Geralmente, não gosto de falar sobre política interna fora do país. Mas cada Presidente tem um estilo único e a democracia norte-americana move-se em ciclos. Houve três grandes ciclos desde a guerra civil. Tivemos a Era Dourada, a Era Progressista e depois a Era de Reagan, com o setor privado. Nos últimos 40 anos trabalhamos para reduzir o papel do Estado. Isso fez crescer o descontentamento na esquerda norte-americana que exigia maiores investimentos em infra-estrutura, melhores escolas públicas, o perdão da dívida aos estudantes, seguros de saúde. Estas são todas as manifestações que dizem que o ciclo vai mudar. Esta é a genialidade das democracias. O problema com as ditaduras é que não se autocorrigem. Nas democracias, o senso comum, eventualmente, chega ao sistema eleitoral e resulta em mudanças nas políticas. Pode levar 10 anos, 20 anos, 30 anos, mas eventualmente as pessoas expressam os seus desejos nas urnas e as políticas refletem isso.

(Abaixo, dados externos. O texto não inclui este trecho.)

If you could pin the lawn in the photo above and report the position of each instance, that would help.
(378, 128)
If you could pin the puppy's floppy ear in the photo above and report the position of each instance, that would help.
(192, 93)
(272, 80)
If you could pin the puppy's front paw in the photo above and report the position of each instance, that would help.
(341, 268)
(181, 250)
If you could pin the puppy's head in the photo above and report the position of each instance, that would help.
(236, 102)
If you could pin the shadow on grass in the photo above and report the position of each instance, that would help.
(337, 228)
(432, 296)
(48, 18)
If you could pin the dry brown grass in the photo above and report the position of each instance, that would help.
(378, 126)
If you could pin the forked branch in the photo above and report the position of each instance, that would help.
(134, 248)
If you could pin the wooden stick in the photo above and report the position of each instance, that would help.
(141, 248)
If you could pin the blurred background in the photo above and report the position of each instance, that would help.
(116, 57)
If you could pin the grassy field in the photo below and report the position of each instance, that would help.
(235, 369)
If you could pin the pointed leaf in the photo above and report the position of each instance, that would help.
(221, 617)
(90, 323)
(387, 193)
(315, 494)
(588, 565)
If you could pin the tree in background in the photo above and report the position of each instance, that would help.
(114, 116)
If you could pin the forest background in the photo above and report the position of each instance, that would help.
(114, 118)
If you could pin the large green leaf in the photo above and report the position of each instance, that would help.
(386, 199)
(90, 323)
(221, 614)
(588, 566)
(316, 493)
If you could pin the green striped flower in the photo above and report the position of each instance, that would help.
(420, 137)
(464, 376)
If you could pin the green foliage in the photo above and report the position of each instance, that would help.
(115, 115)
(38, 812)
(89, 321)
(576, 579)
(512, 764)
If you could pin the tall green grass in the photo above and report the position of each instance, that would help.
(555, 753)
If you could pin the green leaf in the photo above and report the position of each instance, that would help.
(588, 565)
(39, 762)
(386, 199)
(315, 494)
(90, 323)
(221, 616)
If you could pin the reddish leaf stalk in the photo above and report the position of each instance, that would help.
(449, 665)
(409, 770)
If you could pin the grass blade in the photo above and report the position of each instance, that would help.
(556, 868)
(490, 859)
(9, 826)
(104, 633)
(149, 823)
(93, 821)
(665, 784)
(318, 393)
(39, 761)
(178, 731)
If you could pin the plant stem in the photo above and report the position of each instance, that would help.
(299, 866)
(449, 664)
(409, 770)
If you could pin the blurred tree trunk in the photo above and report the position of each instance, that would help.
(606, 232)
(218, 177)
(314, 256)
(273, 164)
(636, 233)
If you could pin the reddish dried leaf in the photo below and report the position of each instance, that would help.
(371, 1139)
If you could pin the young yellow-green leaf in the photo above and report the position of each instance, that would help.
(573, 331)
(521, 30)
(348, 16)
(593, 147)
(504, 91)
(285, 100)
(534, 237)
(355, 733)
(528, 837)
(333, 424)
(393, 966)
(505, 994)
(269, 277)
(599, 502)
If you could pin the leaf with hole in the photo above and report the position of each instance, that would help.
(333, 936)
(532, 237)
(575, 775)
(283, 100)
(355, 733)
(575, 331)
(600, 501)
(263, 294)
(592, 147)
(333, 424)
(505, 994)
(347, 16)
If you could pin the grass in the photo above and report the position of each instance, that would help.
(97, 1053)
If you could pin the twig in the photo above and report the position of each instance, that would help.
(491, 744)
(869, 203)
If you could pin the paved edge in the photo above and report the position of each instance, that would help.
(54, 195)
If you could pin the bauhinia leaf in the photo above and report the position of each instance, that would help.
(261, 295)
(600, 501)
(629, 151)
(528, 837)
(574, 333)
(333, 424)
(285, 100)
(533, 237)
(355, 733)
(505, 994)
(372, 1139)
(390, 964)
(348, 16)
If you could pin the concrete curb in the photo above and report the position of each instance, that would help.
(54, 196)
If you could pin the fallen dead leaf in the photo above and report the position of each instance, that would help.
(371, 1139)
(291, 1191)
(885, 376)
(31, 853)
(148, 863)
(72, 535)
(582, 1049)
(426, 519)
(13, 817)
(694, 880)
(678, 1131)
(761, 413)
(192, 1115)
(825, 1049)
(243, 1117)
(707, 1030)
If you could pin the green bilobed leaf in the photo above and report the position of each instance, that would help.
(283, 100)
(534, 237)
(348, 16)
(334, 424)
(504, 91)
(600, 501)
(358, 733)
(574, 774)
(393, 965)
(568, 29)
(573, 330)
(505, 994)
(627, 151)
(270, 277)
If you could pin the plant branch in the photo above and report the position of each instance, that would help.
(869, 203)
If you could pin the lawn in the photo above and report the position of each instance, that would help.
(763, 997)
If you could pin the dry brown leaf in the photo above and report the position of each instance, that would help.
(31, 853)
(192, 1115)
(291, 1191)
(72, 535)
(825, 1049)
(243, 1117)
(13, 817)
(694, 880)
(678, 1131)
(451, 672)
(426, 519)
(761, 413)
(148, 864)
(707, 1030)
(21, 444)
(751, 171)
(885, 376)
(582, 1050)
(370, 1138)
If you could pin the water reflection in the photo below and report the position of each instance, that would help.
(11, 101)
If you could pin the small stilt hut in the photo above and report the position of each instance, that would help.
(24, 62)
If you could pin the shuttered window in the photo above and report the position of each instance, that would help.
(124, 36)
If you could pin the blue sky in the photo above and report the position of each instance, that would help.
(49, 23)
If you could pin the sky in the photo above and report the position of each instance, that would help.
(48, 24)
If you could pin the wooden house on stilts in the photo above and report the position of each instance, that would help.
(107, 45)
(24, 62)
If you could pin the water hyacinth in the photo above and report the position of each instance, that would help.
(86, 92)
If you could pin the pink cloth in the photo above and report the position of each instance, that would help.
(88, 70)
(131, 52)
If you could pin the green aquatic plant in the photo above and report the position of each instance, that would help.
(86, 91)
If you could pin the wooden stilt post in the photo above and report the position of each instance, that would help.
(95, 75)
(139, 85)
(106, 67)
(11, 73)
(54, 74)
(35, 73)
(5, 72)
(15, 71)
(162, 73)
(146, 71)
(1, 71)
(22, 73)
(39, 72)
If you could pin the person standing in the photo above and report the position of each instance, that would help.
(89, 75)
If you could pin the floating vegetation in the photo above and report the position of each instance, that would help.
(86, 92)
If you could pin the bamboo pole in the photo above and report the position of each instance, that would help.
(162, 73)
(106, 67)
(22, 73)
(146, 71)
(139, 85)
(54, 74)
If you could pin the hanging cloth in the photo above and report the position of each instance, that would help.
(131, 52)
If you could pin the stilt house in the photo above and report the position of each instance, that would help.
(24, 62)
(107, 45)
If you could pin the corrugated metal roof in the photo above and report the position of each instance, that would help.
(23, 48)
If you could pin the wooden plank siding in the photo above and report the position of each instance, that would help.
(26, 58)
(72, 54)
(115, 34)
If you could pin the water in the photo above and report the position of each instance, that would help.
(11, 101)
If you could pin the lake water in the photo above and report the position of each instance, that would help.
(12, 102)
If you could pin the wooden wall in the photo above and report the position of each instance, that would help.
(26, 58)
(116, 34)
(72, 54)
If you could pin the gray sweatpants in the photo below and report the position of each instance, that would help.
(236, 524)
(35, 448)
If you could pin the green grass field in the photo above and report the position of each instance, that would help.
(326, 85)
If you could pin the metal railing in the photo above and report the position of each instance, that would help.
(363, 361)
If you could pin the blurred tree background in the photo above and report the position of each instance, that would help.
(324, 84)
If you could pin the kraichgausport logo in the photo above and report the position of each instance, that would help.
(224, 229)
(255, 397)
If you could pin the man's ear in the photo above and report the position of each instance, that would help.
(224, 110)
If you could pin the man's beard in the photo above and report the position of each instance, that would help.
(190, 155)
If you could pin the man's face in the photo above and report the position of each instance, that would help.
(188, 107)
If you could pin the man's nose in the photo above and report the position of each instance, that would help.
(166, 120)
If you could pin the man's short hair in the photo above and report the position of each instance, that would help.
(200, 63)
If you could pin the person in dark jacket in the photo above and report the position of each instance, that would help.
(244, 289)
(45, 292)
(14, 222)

Os Presidentes não são colecionadores de informações secretas. Por que razão Trump manteve documentos confidenciais numa casa na Flórida que era insegura e potencialmente vulnerável a agências de inteligência estrangeiras?
Há muita especulação sobre o assunto na imprensa. Não há nada a acrescentar. O caso já seguiu para os tribunais. Talvez Trump compre um campo de golfe em Portugal e depois esteja disponível para uma entrevista.